On Wednesday, the Bank of Canada announced its decision to hold the overnight rate at five per cent, citing its policy of “quantitative tightening.” However, the Bank did acknowledge that a rate cut in June is “within the realm of possibilities.” This is the sixth time in a row that the Bank has decided to hold the rate.
What this currently means for the Canadian housing market remains to be seen. The seasonal effect of the arrival of spring drives both buyers and sellers into activity. Will this latest hold put a damper on the market bouncing back into action? A strong demand combined with higher housing prices may continue pushing inflation higher, delaying a future rate cut.
“Inflation will continue to come down”
However, Bank of Canada governor Tiff Macklem said Wednesday that recent data has given the central bank more confidence that “inflation will continue to come down gradually even as economic activity strengthens.”
“Our key indicators of inflation have all moved in the right direction,” Macklem said.
Canada experienced a slowdown in economic growth during the latter part of last year. Various indicators point to a gradual decline in labour market conditions. The employment growth rate has been outpaced by the increase in the working-age population, resulting in a gradual rise in the unemployment rate, which reached 6.1 per cent in March, but there are indications that wage pressures are starting to ease.

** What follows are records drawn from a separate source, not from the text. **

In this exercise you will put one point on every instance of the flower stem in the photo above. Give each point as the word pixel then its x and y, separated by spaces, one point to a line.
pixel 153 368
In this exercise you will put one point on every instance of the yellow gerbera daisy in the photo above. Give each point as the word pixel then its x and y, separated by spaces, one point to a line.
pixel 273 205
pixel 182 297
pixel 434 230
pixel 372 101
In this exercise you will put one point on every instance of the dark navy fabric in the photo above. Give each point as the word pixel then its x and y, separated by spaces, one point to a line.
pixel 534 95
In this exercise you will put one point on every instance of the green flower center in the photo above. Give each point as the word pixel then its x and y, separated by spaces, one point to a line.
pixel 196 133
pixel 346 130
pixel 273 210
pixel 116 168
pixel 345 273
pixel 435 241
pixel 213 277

Meanwhile, experts predict a surge in economic growth by the end of 2024. The increase can be attributed to the significant rise in population and the resurgence of household spending. Housing demand continues to drive a strong resurgence in residential investment.
Government spending has also seen an increase in its contribution to economic growth. Business investment is expected to gradually recover following a significant decline in the latter part of the previous year.